La Vida Común

“Mirando a las primeras hermanas que el Bienaventurado Domingo estableció en el Monasterio de Prulla, en el centro de su “Santa Predicación”, las monjas, viviendo unánimes en casa, imitan a Jesús, que se retiraba al desierto para orar. De esta forma son un signo de la Jerusalén celeste que los frailes construyen con su predicación. Efectivamente, las hermanas en la clausura se consagran completamente a Dios, y, al mismo tiempo, perpetúan el carisma especial que el Bienaventurado Padre Domingo tuvo para con los pecadores, los pobres y los afligidos, llevándolos en el sagrario íntimo de su compasión” (Libro de las Constituciones de las Monjas Dominicas 35, I; Libellus de Jordán de Sajonia, 12).

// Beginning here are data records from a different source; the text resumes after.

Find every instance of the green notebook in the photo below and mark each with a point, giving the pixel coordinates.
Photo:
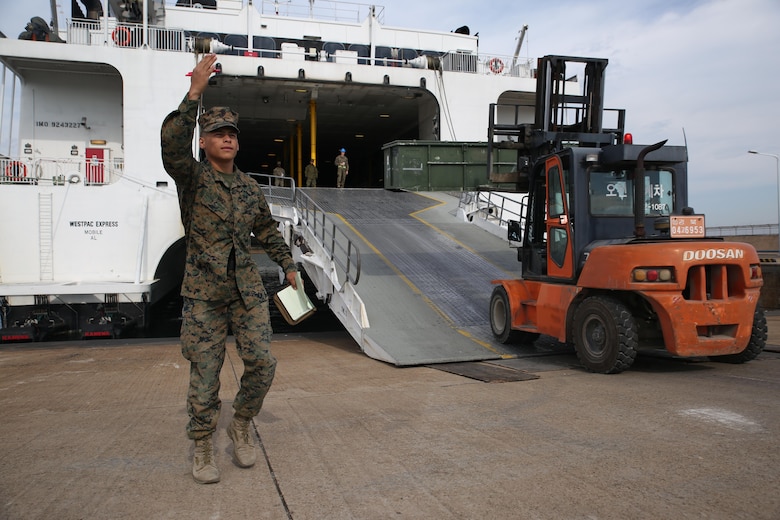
(294, 305)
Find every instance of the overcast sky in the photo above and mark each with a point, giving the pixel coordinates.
(708, 68)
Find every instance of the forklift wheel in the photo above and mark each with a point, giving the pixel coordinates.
(605, 335)
(501, 320)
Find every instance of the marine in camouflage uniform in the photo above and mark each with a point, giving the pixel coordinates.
(342, 168)
(311, 172)
(222, 286)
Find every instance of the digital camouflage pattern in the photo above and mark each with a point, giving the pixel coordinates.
(203, 344)
(218, 218)
(220, 293)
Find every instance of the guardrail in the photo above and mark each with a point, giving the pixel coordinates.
(110, 32)
(342, 251)
(338, 246)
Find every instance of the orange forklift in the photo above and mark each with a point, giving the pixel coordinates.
(613, 258)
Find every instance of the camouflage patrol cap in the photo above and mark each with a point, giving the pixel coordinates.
(218, 117)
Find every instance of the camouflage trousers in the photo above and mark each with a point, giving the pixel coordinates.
(341, 177)
(203, 334)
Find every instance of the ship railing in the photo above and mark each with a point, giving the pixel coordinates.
(131, 35)
(349, 12)
(121, 34)
(490, 64)
(58, 172)
(338, 246)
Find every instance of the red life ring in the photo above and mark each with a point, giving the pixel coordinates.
(16, 170)
(496, 66)
(121, 36)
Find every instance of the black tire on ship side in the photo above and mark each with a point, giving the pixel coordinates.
(501, 320)
(756, 344)
(605, 335)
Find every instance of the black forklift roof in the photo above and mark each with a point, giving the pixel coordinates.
(624, 153)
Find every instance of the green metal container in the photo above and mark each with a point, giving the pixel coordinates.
(443, 166)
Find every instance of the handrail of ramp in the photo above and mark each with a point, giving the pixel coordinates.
(340, 249)
(492, 206)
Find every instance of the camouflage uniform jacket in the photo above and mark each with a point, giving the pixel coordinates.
(218, 218)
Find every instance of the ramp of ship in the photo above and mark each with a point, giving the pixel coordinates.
(424, 276)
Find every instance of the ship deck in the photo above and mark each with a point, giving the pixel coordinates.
(96, 430)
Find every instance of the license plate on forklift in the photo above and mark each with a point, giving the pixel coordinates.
(688, 226)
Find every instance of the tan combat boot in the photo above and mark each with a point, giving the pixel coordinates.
(243, 443)
(204, 470)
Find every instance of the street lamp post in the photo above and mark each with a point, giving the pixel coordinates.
(777, 160)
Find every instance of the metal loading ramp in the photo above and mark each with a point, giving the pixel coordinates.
(424, 276)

dominicViviendo el carisma particular de Santo Domingo, en el corazón de la Iglesia, las monjas descubren que la contemplación dominicana está siempre impregnada de esta dimensión apostólica, porque el Dios que Domingo encuentra en el santuario íntimo de su compasión, es el Padre de misericordia y el Dios de compasión.

Vivir en la clausura la vida contemplativa dominicana y dedicarse completamente a Dios en el silencio, la penitencia, la oración y el amor mutuo, nunca podrá significar separarse completamente del mundo, porque comportaría descuidar la otra dimensión que honra la contemplación verdaderamente dominicana: “perpetuando aquella gracia singular que tenía el Bienaventurado Padre por los pecadores, los pobres y los afligidos, que llevaba siempre en el santuario íntimo de su compasión”.

Vivir la contemplación dominicana con el celo apostólico de Nuestro Padre Santo Domingo, encuentra su más profunda expresión en estas palabras: “Llevaba el sufrimiento de los pobres en el santuario íntimo de su compasión”.

Con su vida, tanto los frailes como las monjas, intentan lograr, hacia Dios y hacia el prójimo, una perfecta caridad, eficaz para procurar la salvación de los hombres, persuadidos que serán verdaderamente miembros de Cristo solo cuando se dediquen completamente a la salvación de las almas, a ejemplo del Salvador de todos, el Señor Jesucristo, que se ofreció a sí mismo por nuestra salvación. Hay diversidad de dones, pero uno solo es el Espíritu, una la caridad, una la misericordia. Es propio de los frailes, de las hermanas y de los laicos de la Orden “predicar por el mundo el nombre de nuestro Señor Jesucristo” (Honorio III); mientras las monjas lo buscan, invocándolo en lo escondido, para que la Palabra que sale de la boca de Dios, no vuelva a él vacía, sino que dé fruto en aquellos a quienes ha sido enviada (cfr. Is 55, 10)” (LCM 1, II).

“Por tanto, toda la vida de las monjas se ordena a conservar concordemente el recuerdo de Dios. En la celebración de la Eucaristía y del Oficio Divino, en la lectura y meditación de los libros sagrados, en la oración privada, en las vigilias y en toda su intercesión, procuren sentir lo mismo que Cristo Jesús. En la quietud y en el silencio, busquen asiduamente el rostro del Señor y no dejen de interpelar al Dios de nuestra salvación para que todos los hombres se salven. Den gracias a Dios Padre que las llamó de las tinieblas a su luz admirable. Fijen en su corazón a Cristo, que por todos nosotros fue fijado en la Cruz. Practicando todo esto son realmente monjas de la Orden de Predicadores” (LCM 74, 4).